How do brain mets get started?
Metastasis in the brain starts like other mets: Single cancer cells or tumor cell clusters travel there, just as they travel to other organs in the body, and if they make it to the brain alive, they soon become dormant, sometimes for months, sometimes for years or even decades.
In a certain segment of people, though, something rouses these sleeping cells and signals them to start dividing.
Approximately 15% of all MBC patients go on to develop brain metastasis, although it’s more common in those with HER2-positive or triple-negative disease (around 30% of metastatic triple-negative breast cancer patients get brain mets). New cancer therapies have helped MBC patients live longer but living longer also means the cancer has time to travel to the brain and set up shop. Incidence of MBC brain metastasis has increased over the last 10 years.
Brain mets are painful, debilitating and often fatal. The blood-brain barrier, a network of blood vessels and tissue made up of closely spaced cells that keep harmful substances (think pathogens) from reaching the brain, makes it difficult to deliver drugs. And MBC tumor cells are adept at outsmarting our body’s immune system. Therapies to either prevent or treat these cancers are desperately needed.
But a deep understanding of the process — the whole metastatic cascade — is also necessary.
Another paper from the Ghajar Lab, published in Nature Cancer in January, provided key insights into how these tumor seeds reawaken and begin to spread in the brain — a process that has largely gone without study.
It also offers hints as to how they might be stopped.
“This is the first study to show that dormancy is the rate-limiting step of brain metastasis,” Ghajar said. “Which means that we should be focused on dormancy and preventing metastasis by targeting these dormant disseminated tumor cells.
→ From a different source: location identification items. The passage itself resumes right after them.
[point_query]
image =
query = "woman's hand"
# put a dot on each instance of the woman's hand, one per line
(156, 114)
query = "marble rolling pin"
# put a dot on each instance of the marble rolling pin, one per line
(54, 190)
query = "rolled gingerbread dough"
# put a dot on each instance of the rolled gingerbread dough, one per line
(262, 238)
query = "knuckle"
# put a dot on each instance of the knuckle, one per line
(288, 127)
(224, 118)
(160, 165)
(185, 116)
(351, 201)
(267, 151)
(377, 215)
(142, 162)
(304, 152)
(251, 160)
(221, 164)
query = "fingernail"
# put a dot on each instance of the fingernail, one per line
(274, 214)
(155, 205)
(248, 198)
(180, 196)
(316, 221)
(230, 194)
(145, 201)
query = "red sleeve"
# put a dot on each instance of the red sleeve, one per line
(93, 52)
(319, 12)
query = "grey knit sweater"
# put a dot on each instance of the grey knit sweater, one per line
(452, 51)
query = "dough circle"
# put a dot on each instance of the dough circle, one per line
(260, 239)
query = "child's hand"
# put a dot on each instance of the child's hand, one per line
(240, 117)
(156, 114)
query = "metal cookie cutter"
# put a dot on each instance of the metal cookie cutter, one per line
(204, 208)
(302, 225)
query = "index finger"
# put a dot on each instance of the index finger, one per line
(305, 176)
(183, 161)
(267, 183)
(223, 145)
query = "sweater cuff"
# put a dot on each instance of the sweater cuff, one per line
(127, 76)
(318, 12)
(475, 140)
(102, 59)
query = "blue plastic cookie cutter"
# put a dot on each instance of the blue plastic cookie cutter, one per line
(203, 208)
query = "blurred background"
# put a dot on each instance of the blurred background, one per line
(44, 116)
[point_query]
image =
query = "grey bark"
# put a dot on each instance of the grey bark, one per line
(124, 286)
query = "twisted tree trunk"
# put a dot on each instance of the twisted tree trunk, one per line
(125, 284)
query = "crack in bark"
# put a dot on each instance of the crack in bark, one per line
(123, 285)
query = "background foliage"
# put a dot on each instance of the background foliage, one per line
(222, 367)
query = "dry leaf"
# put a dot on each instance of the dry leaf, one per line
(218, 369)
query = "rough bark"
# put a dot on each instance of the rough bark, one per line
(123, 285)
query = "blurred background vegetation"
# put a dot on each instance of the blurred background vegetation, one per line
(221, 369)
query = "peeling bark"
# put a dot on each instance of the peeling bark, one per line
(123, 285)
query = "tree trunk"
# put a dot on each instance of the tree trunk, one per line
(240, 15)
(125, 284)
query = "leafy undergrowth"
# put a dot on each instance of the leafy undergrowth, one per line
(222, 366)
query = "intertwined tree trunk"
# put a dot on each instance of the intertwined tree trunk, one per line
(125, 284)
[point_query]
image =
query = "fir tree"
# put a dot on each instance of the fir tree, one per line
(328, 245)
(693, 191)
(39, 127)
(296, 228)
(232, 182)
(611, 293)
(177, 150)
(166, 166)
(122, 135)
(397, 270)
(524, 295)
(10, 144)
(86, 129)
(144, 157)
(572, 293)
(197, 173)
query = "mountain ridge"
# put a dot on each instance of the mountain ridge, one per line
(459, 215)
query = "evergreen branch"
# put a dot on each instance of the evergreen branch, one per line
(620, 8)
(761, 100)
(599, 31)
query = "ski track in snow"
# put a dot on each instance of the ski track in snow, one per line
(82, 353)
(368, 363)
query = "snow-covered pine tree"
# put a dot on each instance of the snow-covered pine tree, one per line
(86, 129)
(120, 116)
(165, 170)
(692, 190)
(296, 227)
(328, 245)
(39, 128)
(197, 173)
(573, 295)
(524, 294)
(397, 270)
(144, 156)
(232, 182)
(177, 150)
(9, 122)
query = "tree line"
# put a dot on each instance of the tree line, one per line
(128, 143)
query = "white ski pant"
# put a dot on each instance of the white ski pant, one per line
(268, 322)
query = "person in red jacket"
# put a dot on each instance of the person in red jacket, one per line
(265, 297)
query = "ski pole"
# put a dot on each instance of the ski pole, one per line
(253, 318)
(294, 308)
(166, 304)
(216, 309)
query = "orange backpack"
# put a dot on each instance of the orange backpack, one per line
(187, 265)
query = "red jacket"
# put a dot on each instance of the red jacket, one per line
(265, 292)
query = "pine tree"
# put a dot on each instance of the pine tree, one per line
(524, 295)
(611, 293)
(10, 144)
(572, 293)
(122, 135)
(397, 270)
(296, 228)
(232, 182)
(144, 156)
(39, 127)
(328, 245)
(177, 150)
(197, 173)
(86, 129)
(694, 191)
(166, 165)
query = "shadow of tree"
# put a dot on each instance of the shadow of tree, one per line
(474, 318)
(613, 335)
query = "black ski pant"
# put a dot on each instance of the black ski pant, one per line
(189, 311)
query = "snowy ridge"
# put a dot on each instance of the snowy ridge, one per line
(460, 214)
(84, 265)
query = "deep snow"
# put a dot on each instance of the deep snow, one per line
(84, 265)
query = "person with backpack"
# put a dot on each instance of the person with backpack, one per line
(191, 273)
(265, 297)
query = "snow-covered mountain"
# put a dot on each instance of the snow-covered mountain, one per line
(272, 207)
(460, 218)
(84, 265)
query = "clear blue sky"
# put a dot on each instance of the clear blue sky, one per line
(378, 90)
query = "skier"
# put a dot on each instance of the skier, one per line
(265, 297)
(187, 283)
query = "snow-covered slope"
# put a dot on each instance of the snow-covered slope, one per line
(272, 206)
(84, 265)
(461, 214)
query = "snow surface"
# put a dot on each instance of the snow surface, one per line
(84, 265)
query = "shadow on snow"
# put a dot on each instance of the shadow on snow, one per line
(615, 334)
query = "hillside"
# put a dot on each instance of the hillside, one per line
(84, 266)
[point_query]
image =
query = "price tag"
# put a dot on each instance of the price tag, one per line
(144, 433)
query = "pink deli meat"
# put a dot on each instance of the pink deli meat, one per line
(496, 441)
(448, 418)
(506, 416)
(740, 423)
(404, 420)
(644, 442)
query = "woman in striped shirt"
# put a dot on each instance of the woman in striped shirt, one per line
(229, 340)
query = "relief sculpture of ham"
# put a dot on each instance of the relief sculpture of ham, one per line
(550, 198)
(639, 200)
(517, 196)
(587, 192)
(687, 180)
From this point, it’s a long way to where you have something that will impact patients, but you have to start somewhere.”
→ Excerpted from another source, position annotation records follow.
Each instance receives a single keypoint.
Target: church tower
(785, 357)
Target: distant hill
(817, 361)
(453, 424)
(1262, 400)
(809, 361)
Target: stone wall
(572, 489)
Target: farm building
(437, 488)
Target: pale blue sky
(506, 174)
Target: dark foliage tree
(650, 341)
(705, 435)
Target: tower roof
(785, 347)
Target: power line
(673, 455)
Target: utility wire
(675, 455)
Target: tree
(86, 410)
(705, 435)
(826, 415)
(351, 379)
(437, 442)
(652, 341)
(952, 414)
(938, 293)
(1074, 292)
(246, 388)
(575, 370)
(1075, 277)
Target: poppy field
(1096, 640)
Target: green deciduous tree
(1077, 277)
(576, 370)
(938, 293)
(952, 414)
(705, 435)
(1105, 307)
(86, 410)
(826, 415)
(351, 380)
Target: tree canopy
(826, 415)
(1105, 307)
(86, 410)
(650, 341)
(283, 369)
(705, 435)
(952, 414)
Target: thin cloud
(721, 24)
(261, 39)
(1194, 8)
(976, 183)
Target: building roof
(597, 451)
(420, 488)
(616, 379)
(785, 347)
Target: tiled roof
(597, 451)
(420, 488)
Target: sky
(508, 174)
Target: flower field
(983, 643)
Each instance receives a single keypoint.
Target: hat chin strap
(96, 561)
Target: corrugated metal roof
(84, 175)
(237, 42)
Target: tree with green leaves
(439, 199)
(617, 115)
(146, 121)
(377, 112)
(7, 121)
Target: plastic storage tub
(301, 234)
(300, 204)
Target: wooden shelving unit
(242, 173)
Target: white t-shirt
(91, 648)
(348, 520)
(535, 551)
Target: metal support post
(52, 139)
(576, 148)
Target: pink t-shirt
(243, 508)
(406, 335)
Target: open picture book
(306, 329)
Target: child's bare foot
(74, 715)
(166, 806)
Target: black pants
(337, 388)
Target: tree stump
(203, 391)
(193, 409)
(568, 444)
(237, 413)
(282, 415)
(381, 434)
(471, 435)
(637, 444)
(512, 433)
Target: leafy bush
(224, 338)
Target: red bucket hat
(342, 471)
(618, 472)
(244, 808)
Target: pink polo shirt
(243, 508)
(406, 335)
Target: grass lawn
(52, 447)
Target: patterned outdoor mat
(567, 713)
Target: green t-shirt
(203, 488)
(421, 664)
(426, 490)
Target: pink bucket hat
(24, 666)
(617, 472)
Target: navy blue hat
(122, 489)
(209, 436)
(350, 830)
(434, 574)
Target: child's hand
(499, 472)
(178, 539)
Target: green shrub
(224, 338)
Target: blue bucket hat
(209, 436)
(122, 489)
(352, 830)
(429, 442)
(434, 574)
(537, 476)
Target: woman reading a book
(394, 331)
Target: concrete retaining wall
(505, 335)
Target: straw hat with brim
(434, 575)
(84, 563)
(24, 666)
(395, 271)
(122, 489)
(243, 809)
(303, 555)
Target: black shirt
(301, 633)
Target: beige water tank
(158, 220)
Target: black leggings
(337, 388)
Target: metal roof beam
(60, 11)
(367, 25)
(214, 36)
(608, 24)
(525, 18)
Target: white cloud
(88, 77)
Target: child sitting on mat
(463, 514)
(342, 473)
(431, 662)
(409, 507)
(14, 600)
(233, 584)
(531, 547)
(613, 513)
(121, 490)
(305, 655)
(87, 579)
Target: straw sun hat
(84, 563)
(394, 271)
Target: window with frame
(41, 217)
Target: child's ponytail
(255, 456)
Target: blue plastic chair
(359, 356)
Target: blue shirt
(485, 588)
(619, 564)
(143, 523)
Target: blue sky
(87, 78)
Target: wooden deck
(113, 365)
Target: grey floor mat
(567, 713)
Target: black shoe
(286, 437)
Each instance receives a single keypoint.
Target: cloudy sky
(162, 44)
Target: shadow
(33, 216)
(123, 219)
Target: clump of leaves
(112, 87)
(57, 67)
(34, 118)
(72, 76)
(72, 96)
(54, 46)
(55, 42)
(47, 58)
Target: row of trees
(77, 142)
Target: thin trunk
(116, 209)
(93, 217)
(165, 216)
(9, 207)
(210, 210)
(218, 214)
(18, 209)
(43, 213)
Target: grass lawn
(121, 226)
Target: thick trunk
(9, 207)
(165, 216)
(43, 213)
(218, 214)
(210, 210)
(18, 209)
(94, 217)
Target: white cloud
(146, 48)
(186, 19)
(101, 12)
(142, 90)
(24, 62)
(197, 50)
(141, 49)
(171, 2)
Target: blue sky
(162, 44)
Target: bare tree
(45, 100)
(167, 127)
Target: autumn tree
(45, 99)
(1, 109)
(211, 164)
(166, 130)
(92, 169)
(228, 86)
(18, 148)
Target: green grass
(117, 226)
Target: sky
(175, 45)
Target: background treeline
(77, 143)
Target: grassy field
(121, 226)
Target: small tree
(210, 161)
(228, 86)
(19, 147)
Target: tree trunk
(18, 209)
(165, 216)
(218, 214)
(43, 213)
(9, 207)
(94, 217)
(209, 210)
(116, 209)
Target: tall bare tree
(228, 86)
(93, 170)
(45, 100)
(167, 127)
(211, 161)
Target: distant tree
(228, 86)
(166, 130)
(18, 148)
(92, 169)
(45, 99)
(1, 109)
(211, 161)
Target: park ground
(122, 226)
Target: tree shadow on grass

A window into the world of brain mets
Led by Dr. Jinxiang “David” Dai, the research team (which included Ghajar, other Hutch scientists and partners from institutions in California, Colorado, New York, Pennsylvania, Utah and Germany) used “serial intravital imaging” — a literal window installed into the brains of living mice — to watch how single cancer cells escape from a dormant state within the brain’s microenvironment and begin to grow and spread as deadly tumors.
“We wanted to know, on a more granular level, what these dormant cells were doing,” Ghajar said. “Are there clusters of cells? Single cells? Are they growing slowly over the course of years? Are they dividing every two weeks, every four weeks, every week? No one had watched the cells that can form brain metastasis as they come into the brain and contrasted them with those that can’t to see where they differ.”
Dai, Ghajar and teammates installed intravital windows into live mice in order to witness the progression — or lack thereof — of metastatic triple-negative breast cancer cells in the brain. Some of the cells were dormant and some were selected for their ability to form brain metastases.
Through the brain windows, they captured images of how these tumor cells migrate to and occupy vascular niches within the brain — sites rich in blood vessels that create microenvironments that affect the behavior of certain cells — discovering quiescent or sleeping cells are drawn to a particular locale: astrocyte endfeet.
Astrocytes are the most common cell in the central nervous system; their endfeet are specialized structures that ensheathe the brain’s microvessels, controlling blood vessels and blood flow.
Through various experiments, the research team discovered that a critical component of the blood-brain barrier called laminin-211 that’s deposited by the astrocytes is what keeps dormant tumor cells dormant.
The researchers found the brain’s normal signaling is “coopted” by disseminated tumor cells in vascular niches containing astrocytic endfeet and this induces signaling that steers them into their quiescent state. As micro-metastases start to proliferate, astrocytes and their endfeet are then stripped from the brain’s vessels.
What triggers this? Ghajar said that’s an unknown for now, calling it a “classic chicken/egg problem.”
“We looked at brain metastasis from 24 different people, including brain mets from patients who’d died. And in each of those metastatic tumors, the astrocytes are gone, the astrocytic protein is gone and there are proliferative tumor cells around it,” Ghajar said. “Does a cell proliferate and as it does it destroys this axis, or does the axis get compromised which allows growth? My guess is either, depending on the situation. We can show the correlation in a human, but not cause. But we could show cause in a mouse.”